Diesel Dips 0.6¢ to $3.862, But Still Far Above Year Ago
This story appears in the Sept. 19 print edition of Transport Topics.
The average price of U.S. retail diesel dipped 0.6 cent a gallon to $3.862 last week following two weeks of increases, the Department of Energy reported.
Diesel had risen 5.8 cents over the previous two weeks, DOE’s Energy Information Administration said Sept. 12 after its weekly survey of fueling stations.
Commercial trucking’s main fuel is now 26.2 cents below the two-year high of $4.124 reached on May 2 but still nearly a dollar higher than the price one year ago, $2.943.
DOE also said the retail average for regular gasoline declined, slipping 1.3 cents to $3.661. Gas had increased 9.3 cents over the previous two weeks and, like diesel, remains well above its year-ago level of $2.721.
Pump prices are “following the crude price path,” said Neil Gamson, an economist for EIA.
Since early August, the diesel average has remained between $3.81 and $3.897. Similarly, crude oil had held steady in the mid-to-high $80s for three weeks, before closing at $90.21 a barrel on Sept. 13 on the New York Mercantile Exchange. It was the first time crude oil reached $90 since Aug. 3. Crude has remained below the $100 mark since June 9.
Given the price of diesel, carriers are finding ways to cut their fuel costs.
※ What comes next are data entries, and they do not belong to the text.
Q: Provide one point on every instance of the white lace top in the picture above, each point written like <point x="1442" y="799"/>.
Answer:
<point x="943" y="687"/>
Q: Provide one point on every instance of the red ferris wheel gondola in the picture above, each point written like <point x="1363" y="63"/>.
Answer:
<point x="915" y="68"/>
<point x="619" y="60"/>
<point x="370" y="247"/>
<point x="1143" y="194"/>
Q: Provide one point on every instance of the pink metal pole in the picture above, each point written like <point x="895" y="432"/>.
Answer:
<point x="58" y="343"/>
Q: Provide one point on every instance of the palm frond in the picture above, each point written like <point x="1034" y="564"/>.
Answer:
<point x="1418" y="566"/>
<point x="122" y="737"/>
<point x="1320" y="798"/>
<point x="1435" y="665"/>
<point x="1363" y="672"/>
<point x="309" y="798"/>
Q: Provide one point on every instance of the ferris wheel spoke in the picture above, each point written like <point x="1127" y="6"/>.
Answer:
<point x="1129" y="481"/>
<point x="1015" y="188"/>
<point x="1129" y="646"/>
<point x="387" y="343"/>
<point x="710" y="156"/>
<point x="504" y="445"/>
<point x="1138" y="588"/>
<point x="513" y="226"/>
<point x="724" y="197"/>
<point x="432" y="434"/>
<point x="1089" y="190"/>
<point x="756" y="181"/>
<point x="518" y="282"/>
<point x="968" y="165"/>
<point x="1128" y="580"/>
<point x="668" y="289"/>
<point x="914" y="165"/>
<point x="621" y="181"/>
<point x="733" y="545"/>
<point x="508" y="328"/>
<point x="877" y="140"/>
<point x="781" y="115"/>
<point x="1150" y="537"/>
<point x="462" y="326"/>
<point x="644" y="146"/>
Diel-Jerue Logistics Inc., an Ocala, Fla.-based refrigerated carrier, said it has reduced fuel costs by enrolling in the Schneider Carrier Purchasing Program, a discount program for small and midsize carriers offered by Schneider Logistics, a unit of Schneider National Inc., Green Bay, Wis.
The company joined the program in April, said Chuck Harman, Diel-Jerue’s vice president.
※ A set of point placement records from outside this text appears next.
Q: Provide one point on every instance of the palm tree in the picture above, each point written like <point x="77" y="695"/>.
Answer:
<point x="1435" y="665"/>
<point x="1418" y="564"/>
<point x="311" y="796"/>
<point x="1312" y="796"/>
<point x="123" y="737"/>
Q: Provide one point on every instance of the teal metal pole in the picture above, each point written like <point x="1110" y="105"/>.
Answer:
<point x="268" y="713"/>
Through the program and by using Comdata fuel cards, the company’s drivers get larger discounts when they fuel up at TA Travel Centers and Love’s truck stops, he said.
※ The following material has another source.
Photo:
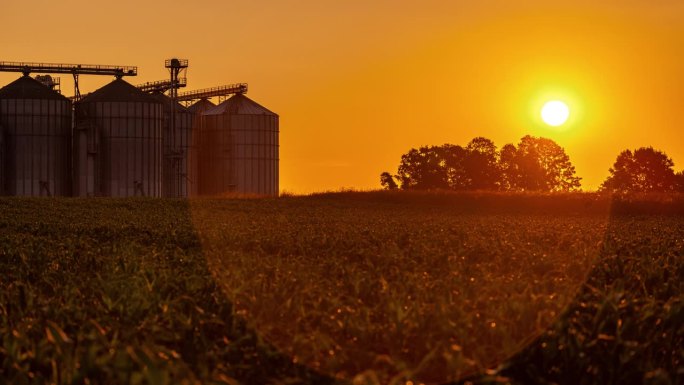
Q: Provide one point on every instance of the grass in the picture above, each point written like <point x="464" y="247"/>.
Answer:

“They’re seeing about 14 cents per gallon less retail at the pump,” he said. “Right now, we’re passing that on completely to the drivers.”
That discount is a strong incentive for driver recruitment and retention, Harman said. “They love it. It’s been a good selling point for our drivers.”
Diel-Jerue, which employs about 50 owner-operators, transports tropical plants from South Florida and hauls frozen food products.
In addition to the discount program, Harman said, the company also has been looking into truck accessories — including solid wheel hubs and flaps for the tails of trailers to kill backdraft — as a way to reduce fuel consumption.
“It is something we’re considering,” he said. “It’s just a matter of pricing for us.”
An official with G&P Trucking Co., Gaston, S.C., said the truckload carrier has taken a multifaceted approach to fuel savings. Besides implementing new technologies to cut consumption, it also is investing in more-efficient equipment, said Richard Strobel, senior vice president at G&P.
Strobel said the company has installed auxiliary power units on 70% to 75% of the tractors in its fleet of about 330. A trucker could burn 10 to 11 gallons of fuel while idling through the night, but the APUs have slashed fuel consumption to about a tenth of that, he said.
As a result, he said, the APUs have boosted overall companywide miles per gallon by two-tenths or three-tenths of a gallon at G&P, which hauls dry goods, mainly in the Southeast and Southwest.
Strobel said the APUs have been paying for themselves in about 13 to 14 months.
“Once you’ve paid for it, it generates true savings,” he said.
For several years, G&P also has been using software from Integrated Decision Support Corp., which guides drivers to the best places to fill their fuel tanks based on their routes and tax differences.
G&P also is looking for newer, more-efficient vehicles as another way to save. Strobel said the company recently upgraded its fleet by purchasing 30 new model 2012 trucks.
Meanwhile, the International Energy Agency and the Organization of Petroleum Exporting Countries oil cartel both lowered their forecasts for crude oil demand last week.
On Sept. 13, the Paris-based IEA, citing reduced expectations about economic growth, lowered its oil demand projections by 400,000 barrels a day for 2012 and by 200,000 barrels a day for 2011.
A day earlier, OPEC cut its forecast for global oil demand in 2011 by 150,000 barrels a day.